Lorsque la crise immédiate du coronavirus a commencé à se dissiper, des mesures fiscales plus conventionnelles pourraient être envisagées pour soutenir l'économie, telles que le redémarrage des dépenses d'infrastructure, bien que l'espace budgétaire ait été considérablement érodé au cours de la dernière décennie. Compte tenu de la nature du ralentissement actuel, il est peu probable que les efforts de stimulation de l'économie soient couronnés de succès et risqueraient d'éliminer l'espace budgétaire limité qui est encore disponible.

De nombreux pays mettent déjà en place des mesures ciblées. Par exemple, plusieurs pays – le Kazakhstan, le Qatar, l'Arabie saoudite et les Émirats arabes unis, pour n'en nommer que quelques-uns – ont annoncé d'importants montages financiers pour soutenir le secteur privé. Ces mesures comprennent des mesures ciblées pour différer les impôts et les taxes gouvernementales, différer le paiement des prêts et augmenter le financement concessionnel pour les petites et moyennes entreprises.

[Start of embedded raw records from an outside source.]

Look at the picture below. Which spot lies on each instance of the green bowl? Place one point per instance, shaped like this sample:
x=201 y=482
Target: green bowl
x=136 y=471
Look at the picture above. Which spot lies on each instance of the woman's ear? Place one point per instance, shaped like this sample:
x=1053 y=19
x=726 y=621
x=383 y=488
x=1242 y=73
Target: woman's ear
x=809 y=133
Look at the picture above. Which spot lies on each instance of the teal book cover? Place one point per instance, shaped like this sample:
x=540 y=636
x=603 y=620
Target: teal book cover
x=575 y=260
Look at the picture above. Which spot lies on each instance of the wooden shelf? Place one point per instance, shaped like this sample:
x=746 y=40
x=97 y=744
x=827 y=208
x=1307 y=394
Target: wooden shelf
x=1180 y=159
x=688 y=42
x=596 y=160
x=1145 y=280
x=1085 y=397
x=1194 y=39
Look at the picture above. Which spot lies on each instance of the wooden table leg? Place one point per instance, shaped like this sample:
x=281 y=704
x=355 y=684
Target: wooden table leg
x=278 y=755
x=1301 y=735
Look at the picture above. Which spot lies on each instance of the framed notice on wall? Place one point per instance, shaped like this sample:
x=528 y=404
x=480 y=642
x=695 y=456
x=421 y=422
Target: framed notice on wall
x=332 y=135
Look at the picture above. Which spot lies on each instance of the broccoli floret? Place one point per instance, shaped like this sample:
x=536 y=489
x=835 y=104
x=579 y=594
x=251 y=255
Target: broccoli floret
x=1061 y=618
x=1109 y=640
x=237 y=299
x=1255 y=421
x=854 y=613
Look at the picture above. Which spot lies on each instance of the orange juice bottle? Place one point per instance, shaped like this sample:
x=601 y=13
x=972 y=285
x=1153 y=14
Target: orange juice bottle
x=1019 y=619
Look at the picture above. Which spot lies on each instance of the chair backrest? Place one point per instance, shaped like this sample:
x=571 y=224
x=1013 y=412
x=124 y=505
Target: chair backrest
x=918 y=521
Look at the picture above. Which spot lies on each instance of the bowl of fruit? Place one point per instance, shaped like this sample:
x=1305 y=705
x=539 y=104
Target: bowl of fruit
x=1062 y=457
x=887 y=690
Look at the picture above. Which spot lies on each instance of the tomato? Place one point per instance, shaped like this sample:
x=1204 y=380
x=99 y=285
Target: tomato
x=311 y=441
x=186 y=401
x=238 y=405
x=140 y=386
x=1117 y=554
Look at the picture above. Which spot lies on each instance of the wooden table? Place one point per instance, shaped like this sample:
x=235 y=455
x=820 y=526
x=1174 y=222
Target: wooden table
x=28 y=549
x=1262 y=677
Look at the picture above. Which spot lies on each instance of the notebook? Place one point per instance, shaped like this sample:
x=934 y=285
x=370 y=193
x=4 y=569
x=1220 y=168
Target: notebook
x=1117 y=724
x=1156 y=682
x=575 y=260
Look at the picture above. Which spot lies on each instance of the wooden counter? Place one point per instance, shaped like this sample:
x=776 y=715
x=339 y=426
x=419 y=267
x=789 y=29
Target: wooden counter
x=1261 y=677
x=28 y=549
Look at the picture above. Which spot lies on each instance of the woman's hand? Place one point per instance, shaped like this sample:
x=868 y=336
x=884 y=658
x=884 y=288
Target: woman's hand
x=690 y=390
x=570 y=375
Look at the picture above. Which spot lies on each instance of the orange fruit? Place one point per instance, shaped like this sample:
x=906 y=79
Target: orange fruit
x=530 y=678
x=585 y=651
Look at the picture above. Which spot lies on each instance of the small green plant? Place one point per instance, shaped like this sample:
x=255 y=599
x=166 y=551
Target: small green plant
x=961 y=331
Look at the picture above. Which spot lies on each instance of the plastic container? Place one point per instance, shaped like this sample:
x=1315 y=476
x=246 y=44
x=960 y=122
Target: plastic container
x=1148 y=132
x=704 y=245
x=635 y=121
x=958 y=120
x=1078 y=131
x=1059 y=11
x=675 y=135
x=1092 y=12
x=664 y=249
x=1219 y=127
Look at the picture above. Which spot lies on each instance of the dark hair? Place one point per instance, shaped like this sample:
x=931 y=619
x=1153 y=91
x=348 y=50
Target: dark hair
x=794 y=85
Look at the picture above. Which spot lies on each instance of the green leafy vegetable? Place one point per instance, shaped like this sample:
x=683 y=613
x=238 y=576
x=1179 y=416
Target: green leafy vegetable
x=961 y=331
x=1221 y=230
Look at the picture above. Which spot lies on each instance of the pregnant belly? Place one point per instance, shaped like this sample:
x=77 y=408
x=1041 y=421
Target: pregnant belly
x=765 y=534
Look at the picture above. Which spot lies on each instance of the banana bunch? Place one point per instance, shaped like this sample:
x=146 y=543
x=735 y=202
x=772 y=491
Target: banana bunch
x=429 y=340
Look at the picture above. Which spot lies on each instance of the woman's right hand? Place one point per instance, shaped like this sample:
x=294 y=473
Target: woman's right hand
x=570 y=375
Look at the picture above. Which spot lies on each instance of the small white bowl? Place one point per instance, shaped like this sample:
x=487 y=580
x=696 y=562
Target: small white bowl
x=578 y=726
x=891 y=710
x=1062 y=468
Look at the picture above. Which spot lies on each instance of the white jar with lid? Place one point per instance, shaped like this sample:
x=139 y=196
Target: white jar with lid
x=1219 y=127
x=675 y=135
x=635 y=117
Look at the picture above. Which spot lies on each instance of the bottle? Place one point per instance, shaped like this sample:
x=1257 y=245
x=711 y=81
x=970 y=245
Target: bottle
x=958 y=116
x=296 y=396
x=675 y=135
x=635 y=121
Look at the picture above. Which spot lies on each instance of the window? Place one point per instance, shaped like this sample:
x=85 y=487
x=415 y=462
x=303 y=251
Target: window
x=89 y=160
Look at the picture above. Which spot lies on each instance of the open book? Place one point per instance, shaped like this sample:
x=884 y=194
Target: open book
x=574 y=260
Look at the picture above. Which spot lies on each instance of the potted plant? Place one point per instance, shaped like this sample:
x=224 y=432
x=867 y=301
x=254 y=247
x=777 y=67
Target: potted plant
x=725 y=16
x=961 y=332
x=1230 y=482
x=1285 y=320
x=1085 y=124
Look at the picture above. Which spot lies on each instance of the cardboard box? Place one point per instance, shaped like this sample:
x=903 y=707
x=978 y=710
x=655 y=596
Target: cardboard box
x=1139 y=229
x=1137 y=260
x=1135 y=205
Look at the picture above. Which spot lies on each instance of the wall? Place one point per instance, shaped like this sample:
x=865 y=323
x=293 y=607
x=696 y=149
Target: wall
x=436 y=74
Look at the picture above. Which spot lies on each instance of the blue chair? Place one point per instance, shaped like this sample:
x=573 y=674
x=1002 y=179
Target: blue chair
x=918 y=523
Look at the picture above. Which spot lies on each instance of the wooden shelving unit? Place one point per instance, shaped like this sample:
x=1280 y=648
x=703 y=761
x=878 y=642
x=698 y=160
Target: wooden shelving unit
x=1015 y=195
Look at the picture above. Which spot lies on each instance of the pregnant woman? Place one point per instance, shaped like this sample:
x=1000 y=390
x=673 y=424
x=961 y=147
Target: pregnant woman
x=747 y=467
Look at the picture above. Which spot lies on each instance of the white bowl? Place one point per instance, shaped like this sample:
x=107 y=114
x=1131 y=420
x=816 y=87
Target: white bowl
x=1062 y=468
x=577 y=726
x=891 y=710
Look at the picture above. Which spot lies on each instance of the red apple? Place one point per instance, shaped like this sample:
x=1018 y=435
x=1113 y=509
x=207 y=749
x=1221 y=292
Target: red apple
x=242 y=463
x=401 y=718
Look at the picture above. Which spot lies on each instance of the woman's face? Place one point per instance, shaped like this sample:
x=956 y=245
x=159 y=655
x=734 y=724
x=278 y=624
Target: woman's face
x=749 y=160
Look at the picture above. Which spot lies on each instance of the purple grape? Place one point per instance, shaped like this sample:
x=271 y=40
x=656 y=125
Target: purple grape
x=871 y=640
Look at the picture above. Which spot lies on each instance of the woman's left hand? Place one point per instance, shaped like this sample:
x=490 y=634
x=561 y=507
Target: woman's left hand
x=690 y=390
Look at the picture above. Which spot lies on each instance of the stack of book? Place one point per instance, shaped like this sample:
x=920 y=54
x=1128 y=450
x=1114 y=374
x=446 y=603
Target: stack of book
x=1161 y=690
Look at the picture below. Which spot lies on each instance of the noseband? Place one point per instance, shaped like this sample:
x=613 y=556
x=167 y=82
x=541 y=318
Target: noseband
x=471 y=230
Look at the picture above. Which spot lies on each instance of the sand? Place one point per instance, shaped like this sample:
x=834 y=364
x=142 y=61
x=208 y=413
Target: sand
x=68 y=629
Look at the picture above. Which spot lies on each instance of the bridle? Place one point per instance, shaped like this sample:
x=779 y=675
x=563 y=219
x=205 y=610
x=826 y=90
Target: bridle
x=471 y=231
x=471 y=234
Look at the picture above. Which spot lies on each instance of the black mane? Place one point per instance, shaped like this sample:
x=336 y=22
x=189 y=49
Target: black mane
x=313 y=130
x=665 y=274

D'autres pays, en particulier les importateurs de pétrole de la région, disposent d'un espace politique plus limité. La baisse des revenus résultant de la baisse des importations – en plus des dépenses supplémentaires d'atténuation de la pandémie – devrait creuser les déficits budgétaires dans ces économies. Et bien qu'il ne faille pas sacrifier des dépenses de santé bien ciblées, la dette très élevée de bon nombre de ces pays importateurs de pétrole signifie qu'ils n'auront pas les ressources nécessaires pour réagir de manière adéquate au ralentissement économique plus large. En tant que tels, ces pays devraient essayer de trouver un équilibre entre l'assouplissement des conditions de crédit et éviter la vulnérabilité aux sorties de capitaux, et, si possible, permettre au taux de change d'amortir certains chocs. Des besoins de financement importants sont susceptibles de survenir dans certains pays.

Soutien du FMI

Depuis l'épidémie de COVID-19, nous avons été en interaction permanente avec les autorités de notre région pour offrir des conseils et une assistance, en particulier ceux qui ont un besoin urgent de financement pour résister aux chocs. Le Fonds dispose de plusieurs outils pour aider ses membres à surmonter cette crise et limiter ses coûts humains et économiques, et une dizaine de pays de la région ont déjà sollicité le Fonds pour un soutien financier. Des travaux sont en cours pour accélérer l'approbation de ces demandes — plus tard cette semaine, notre Conseil d'administration examinera une demande de financement d'urgence de la République kirghize, probablement le premier décaissement de ce type depuis le déclenchement de la pandémie de COVID-19. Quelques autres demandes seront examinées par le Conseil d'administration dans les prochains jours. Aujourd'hui plus que jamais, la coopération internationale est vitale si nous voulons éviter des cicatrices économiques durables.